Reymont habló, espaciando las palabras:
—Las reglas que limitan el uso no se escribieron por diversión, doctor Williams. Demasiado es peor que nada. Es adictivo. El resultado final es la locura.
—Escuche. —El químico hizo un intento evidente por dominar su cólera—. Las personas no son todas idénticas. Puede que usted piense que se nos puede estirar y cortar hasta encajar en su molde… forzándonos a hacer ejercicio, preparando trabajos que hasta un niño vería que sólo sirven para mantenernos ocupados unas pocas horas diarias, destrozando la destiladora que fabricó Pedro Barrios… su pequeña dictadura desde que emprendimos este viaje del Holandés Errante… —Bajó el volumen—. Escuche —dijo—. Esas reglas. Como en este caso. Están escritas para asegurarse de que nadie reciba una sobredosis. Por supuesto. ¿Pero como sabe si algunos de nosotros está recibiendo lo necesario? Todos debemos pasar tiempo en las cajas. Usted también, condestable Hombre de Hierro. Usted también.

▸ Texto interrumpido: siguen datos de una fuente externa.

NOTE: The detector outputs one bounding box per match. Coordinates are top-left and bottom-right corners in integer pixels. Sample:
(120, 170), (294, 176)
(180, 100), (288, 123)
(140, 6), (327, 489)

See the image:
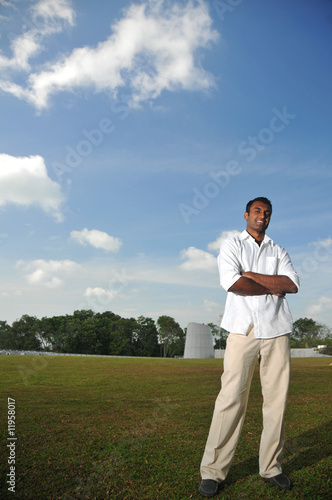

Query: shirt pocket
(265, 257), (278, 274)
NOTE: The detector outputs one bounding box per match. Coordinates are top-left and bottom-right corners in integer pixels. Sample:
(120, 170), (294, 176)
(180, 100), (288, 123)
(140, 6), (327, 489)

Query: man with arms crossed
(199, 197), (299, 498)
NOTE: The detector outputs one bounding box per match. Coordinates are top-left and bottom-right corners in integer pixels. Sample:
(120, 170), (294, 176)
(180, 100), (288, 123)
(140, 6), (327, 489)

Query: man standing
(199, 197), (299, 498)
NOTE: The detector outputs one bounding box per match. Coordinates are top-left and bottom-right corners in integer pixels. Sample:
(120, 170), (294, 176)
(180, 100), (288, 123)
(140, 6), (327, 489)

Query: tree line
(0, 309), (332, 357)
(0, 310), (185, 357)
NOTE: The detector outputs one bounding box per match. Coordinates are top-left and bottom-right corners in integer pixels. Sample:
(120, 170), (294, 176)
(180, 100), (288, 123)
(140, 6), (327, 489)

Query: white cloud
(70, 228), (121, 252)
(208, 229), (241, 252)
(180, 247), (217, 272)
(203, 299), (220, 312)
(84, 287), (118, 305)
(16, 259), (79, 288)
(0, 154), (64, 220)
(307, 296), (332, 315)
(0, 0), (218, 109)
(0, 0), (75, 72)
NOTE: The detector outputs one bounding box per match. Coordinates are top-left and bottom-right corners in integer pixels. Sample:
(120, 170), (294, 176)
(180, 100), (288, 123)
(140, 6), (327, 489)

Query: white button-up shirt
(218, 231), (299, 339)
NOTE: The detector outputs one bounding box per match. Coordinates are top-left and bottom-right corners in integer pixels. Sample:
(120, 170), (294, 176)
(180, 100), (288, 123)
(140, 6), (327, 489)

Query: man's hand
(241, 271), (297, 297)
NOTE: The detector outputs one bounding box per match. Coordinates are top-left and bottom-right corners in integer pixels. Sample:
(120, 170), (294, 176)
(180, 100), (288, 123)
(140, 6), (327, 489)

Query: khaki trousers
(201, 328), (290, 482)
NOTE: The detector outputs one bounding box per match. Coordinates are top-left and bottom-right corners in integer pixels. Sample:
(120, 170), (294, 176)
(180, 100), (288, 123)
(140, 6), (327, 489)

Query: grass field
(0, 356), (332, 500)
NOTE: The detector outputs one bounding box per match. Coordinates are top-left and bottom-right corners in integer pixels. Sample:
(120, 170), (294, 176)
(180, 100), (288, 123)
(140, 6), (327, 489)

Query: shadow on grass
(226, 420), (332, 484)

—Por supuesto… —Reymont fue interrumpido.
—¿Cómo sabe lo que otra persona puede necesitar? No tiene ni la sensibilidad que Dios le dio a una cucaracha. ¿Sabe una mierda sobre Emma? Yo sí. Sé que es una mujer maravillosa y valiente… perfectamente capaz de juzgar sus propias necesidades y guiarse a sí misma… no necesita que usted dirija su vida por ella. —Williams señaló con el dedo—. Ahí está la puerta. Úsela.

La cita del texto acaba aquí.